[clean-list] Help Please: Beginner to Clean.. Console I/O

Jerzy Karczmarczuk jerzy.karczmarczuk at unicaen.fr
Thu May 5 21:40:11 MEST 2011


Khurram Khan:

    We believe that probably Clean user-guides are written for people
    who have some previous knowledge of functional programming (...)


Yes, I believe you are right. If you and your friends have problems with 
the *understanding* of the IO issues, please, instead of following the 
advice to read about some syntactic structures in Clean, look into some 
general articles on functional programming, purity and laziness, 
otherwise you will be constantly perplexed (which is not so bad after 
all). The first thing to understand is the IMPLICATIONS of the fact that 
a functional program does not modify your data structures.

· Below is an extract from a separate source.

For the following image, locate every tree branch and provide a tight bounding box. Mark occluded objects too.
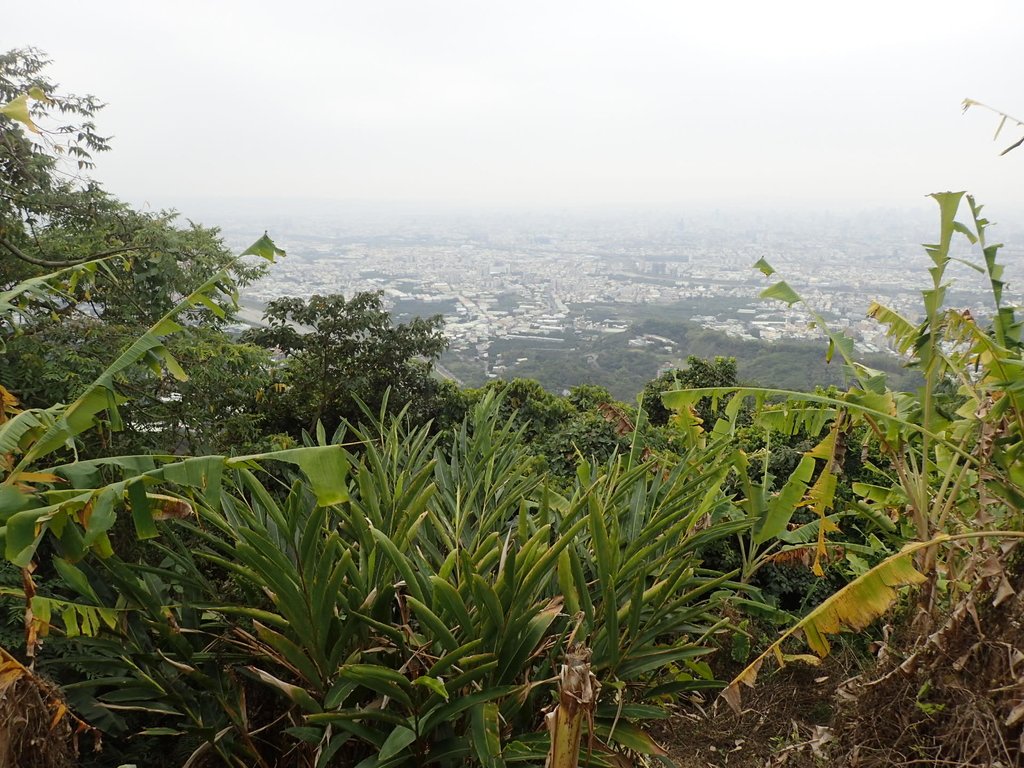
[0,238,135,269]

    we are also aware of the fact that by doing regular I/O operations
    in functional programming might defeat the purpose of writing a
    program in a functional language because it will then resemble
    procedural programming style,(...)


This is not exact. Psychologically, perhaps (that's why in Haskell we 
have the "do" block), but the functional IO is  ... functional. Even the 
global environment of your program has a functional avatar. That's why 
you write:

(console, wrld) = stdio wrld

A file (here: the console) must be picked out of this environment (the 
class: FileSystem, whose instance is the World, a possible parameter of 
Start). But the referential transparency forbids you to write, say : 
console = stdio(), or console=Stdio(world)  since making a link to your 
file system changes the world. So, you create a new world, and the 
"uniqueness" property of Clean ensures that you cannot reach the 
previous one, it is "destroyed". So, you may reuse its name. Of course 
"in reality" (btw., somebody knows what is "reality"?), this reduces to 
the modification of the unique world exemplar.
And the Ship Sails On.
To read a line from the console, you write

(line, console) = freadline console

Since reading modifies the console, its "new instantiation" is passed as 
a part of the result. If you want to write something, you have to write

console = fwrites "And the Ship Sails On\n" console

and not just:fwrites "something". This IS SIMPLE, you need only to keep 
in your mind, that nothing is implicit, under the rug, and nothing is 
"modified", rather "recreated".

I believe that we could help you in a more efficient way, if you pose 
some concrete questions, detailed, and "atomic".